Post by James0890 (41 posts) See mini bio
@Addfwyn:  Well I was referring to the fact that HTML5 doesn't offer any support to protect the file you're streaming, Hulu could never use it because people would simply download the episodes. I do agree that it's great for user made stuff like Youtube, but it isn't secure enough to be used commercially. 
 
And you're totally right about the general populous, I did a speech about Net Neutrality at Uni last semester and only one person in the class knew that it was even an issue. Oh well.
Post by TheBeast (82 posts) See mini bio
Regardless of how you interpret this letter; if anyone can phase out dated technology, Apple can.  
I can't wait to see Flash fade away myself - it's been going for the past 10-15 years: 
  • First, we stopped using it for flash intros. Nobody liked those things.

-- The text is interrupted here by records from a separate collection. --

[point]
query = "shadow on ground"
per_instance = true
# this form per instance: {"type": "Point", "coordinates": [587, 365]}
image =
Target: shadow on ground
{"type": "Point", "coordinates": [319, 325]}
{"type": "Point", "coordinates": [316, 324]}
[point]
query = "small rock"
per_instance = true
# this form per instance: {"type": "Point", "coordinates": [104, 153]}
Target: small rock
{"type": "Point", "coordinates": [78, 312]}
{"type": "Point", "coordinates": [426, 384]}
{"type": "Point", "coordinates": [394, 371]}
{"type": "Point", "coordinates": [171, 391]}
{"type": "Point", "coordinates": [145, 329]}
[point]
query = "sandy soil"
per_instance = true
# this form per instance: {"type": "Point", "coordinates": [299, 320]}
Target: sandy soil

  • Then, we stopped using it for important navigation elements (This Jakob Nielsen article from 2000 sums that up well).

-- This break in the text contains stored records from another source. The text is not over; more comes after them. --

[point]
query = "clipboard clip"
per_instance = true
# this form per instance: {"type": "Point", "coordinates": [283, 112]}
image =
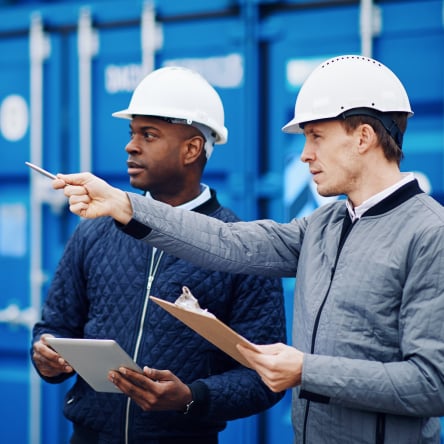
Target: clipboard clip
{"type": "Point", "coordinates": [188, 302]}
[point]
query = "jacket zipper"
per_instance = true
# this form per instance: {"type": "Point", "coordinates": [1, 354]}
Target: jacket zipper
{"type": "Point", "coordinates": [344, 235]}
{"type": "Point", "coordinates": [154, 265]}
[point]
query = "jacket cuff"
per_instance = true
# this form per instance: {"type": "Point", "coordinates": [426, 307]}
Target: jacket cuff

  • No one uses it for layout/interactivity anymore. (Except for those odd few web developers that build websites for bands...)
  • With the increasing adoption of CSS3 and faster JS engines, the need to use it for animation has all but gone (Example). 
  • Flash's most recent raison d'être, video will (hopefully?) be replaced by HTML5 video - regardless of what encoding standard we end up using.
  • Flash games have been around forever - will HTML5 be able to replace them? Frameworks like Akihabara are looking great, but probably not ready for mainstream.
 
We're not quite there with a lot of these things, HTML5 and CSS3 standards aren't finalised yet, let alone fully implemented in most browsers. But I think it takes someone as big as Apple to stand up and force these things to move ahead before we make any real progress. 
 
On Jobs' last statement; "Perhaps Adobe should focus more on creating great HTML5 tools for the future" - Adobe are pretty great at making tools. Photoshop, Illustrator, Indesign, Flash - they're all industry standard applications. What could they do for the future of the web if they helped push for these open standards, building tools and frameworks to help developers build HTML5 video players, browser-based games (such as with Akihabara), and animations?